ERP/Miguel Arturo Seminario Ojeda. Mientras mi barrio crecía, todo me parecía fantasía, mis padres compraron el terreno en 1955 en la Lotización Santa Rosa, que comenzaba casi en el colegio Las Capullanas y se prolongaba hasta Ventarrones, nombre bien puesto al sector, porque los vientos de agosto y setiembre levantaban tremendas polvaredas, que las arenas pasaban volando hasta “el otro lao”, saltando por encima del río Chira. Poco después, de la manera más irracional, solo por complacer apetitos personales, y a espaldas del vecindario, los militares golpistas, anexaron esa parte, sin el consentimiento de los propietarios, al naciente Sanchez Cerro, que tuvo un comienzo diferente, fue una invasión, que nada tenía que ver con los antiguos propietarios del sector.
En una oportunidad me mandaron a comprar a la tienda de la Sra. Adelaida Cornejo, a quien cariñosamente el barrio conocía como “Santa Julia”, en razón de ser su esposo el propietario de un grifo del mismo nombre, para grandes y chicos era la Sra. Santa Julia, y en su tienda se podía comprar abarrotes y kerosene, así como algunos productos que usualmente solo se encontraban en el mercado.
Siempre había escuchado hablar de los gavilanes polleros, de la agilidad de su vuelo, de su visión extraordinaria, y de su apetencia por los pollos, porque con las gallinas, eso sí que no se atrevían, salvo que hubiesen tenido el tamaño de un cóndor, porque enfrentarse a una gallina, era salir perdiendo. Salí a comprar, sin imaginarme que iba a ser testigo de un episodio que me conmovió en 1965.

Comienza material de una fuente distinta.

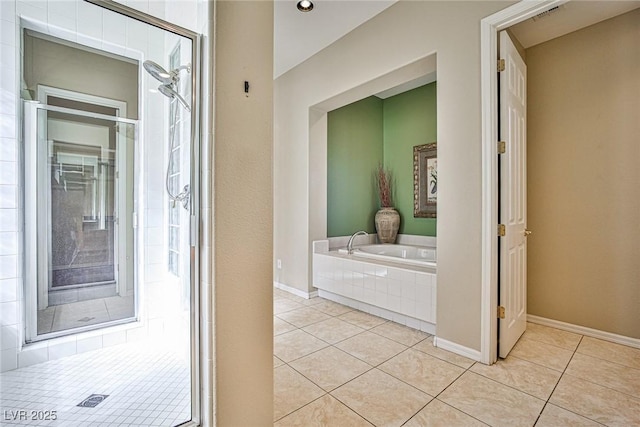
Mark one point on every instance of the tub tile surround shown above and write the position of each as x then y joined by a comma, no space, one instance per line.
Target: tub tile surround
402,293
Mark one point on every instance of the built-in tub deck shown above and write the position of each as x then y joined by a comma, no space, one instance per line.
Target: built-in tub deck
396,288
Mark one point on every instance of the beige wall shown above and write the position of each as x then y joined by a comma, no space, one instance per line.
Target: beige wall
242,218
402,34
584,179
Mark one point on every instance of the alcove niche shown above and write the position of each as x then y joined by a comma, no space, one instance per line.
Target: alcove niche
411,76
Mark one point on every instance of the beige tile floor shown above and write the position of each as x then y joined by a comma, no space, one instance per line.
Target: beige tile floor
335,366
83,313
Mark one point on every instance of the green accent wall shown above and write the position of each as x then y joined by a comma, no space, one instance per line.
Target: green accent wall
409,119
369,132
354,150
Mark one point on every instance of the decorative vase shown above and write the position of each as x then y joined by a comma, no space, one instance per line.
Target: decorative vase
387,224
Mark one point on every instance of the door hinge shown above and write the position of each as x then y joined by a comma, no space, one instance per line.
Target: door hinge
502,147
501,311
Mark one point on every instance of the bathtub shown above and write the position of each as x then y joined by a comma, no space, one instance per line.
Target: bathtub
396,282
404,254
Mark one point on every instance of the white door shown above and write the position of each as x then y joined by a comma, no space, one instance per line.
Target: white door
513,196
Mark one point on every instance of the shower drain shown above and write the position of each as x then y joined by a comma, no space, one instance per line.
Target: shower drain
92,401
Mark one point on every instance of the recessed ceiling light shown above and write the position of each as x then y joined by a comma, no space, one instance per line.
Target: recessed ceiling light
305,6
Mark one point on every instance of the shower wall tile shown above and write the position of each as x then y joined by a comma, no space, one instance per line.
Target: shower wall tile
8,146
34,10
7,121
90,20
63,22
8,358
137,36
7,11
157,9
9,313
114,28
8,337
8,266
7,33
8,220
8,290
66,8
8,173
8,243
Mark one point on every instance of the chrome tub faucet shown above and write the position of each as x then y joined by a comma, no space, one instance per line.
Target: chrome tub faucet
350,243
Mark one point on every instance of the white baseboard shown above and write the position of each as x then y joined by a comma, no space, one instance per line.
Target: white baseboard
583,330
295,291
457,349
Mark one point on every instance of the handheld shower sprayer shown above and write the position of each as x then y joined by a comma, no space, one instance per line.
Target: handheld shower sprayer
169,88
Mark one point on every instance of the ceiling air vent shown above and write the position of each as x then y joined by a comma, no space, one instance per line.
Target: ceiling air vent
547,13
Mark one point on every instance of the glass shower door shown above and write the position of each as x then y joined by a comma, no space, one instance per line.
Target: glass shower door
82,173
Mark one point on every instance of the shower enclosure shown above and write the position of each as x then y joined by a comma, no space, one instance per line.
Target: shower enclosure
81,159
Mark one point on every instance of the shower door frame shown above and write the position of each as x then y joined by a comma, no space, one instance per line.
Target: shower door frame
43,92
36,264
196,305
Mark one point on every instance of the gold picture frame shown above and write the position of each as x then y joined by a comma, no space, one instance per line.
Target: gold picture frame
425,180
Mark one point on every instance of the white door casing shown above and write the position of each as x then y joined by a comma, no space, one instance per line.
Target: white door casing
513,197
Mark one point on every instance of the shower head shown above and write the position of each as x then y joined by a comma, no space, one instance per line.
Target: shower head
158,72
170,92
163,76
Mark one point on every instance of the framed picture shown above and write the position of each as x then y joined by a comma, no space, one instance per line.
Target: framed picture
425,180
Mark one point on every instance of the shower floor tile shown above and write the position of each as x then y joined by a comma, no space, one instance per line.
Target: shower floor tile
148,383
84,313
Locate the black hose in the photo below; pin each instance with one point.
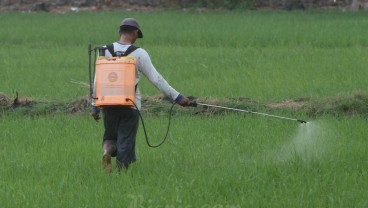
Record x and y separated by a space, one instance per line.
144 127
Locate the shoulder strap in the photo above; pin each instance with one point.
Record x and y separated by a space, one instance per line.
111 49
130 50
127 52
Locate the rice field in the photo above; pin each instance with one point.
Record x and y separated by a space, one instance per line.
227 160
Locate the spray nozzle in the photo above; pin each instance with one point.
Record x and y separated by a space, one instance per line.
193 103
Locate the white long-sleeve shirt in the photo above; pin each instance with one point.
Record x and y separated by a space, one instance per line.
144 66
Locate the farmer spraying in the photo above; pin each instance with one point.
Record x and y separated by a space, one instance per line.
121 121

La Sra. Adelaida criaba pollos y patos, y ese día, una gallina, cuyos huevos bien empollados habían reventado hacía una semana, estaba tranquilamente en la calle revolviendo la tierra con sus bien adornadas patas, y si encontraba un gusanito, ponía la voz de alerta para que los pollitos aprendieran la lección, no intuyó la gallina, que ese día los pollitos también aprenderían otra lección que los llevaría a visualizar como tenían que defenderse.
Mientras caminaba hacia la tienda, y estaba a pocos metros de la gallina, escuché un zumbido que bajaba desde el cielo, intuitivamente levanté la mirada, porque no había visto ni sentido un helicóptero o algo que se le pareciese, pero era un zumbido que rompía el aire, como si un cuchillo gigante lo cortara en dos partes. Fueron solo segundos, vi que una saeta veloz bajaba del cielo, pero era una saeta emplumada y vertiginosa, a la que seguro la gallina ya se había enfrentado anteriormente, porque la escuché dar de gritos de alerta, y en milésimas de segundo, los pollitos ya estaban bajo sus alas, salvo uno que no pudo escapar de las garras del gavilán, que de inmediato continuó el vuelo levantando a su presa.
Me quedé atónito, fueron segundos nada más, el gavilán ya estaba en alto con el pollito, cuando a pedradas los hijos de la Sra. Adelaida intentaban recuperar al casi recién nacido. La gallina siguió como si nada hubiese pasado, abriendo surcos en el suelo, buscando gusanitos, y los pollitos asomando al verdor de la grama con la que complementaban su dieta diaria de maíz molido. La escena se grabó para siempre en mis retinas, el ciclo de la naturaleza se abrió ante mí con este abanico infinitesimal en tiempo, pero que registré en mis neuronas por el impacto de una escena, entre medio dolorosa y desconcertante.
Miguel Arturo Seminario Ojeda/Presidente Honorario de la Asociación Cultural Tallán.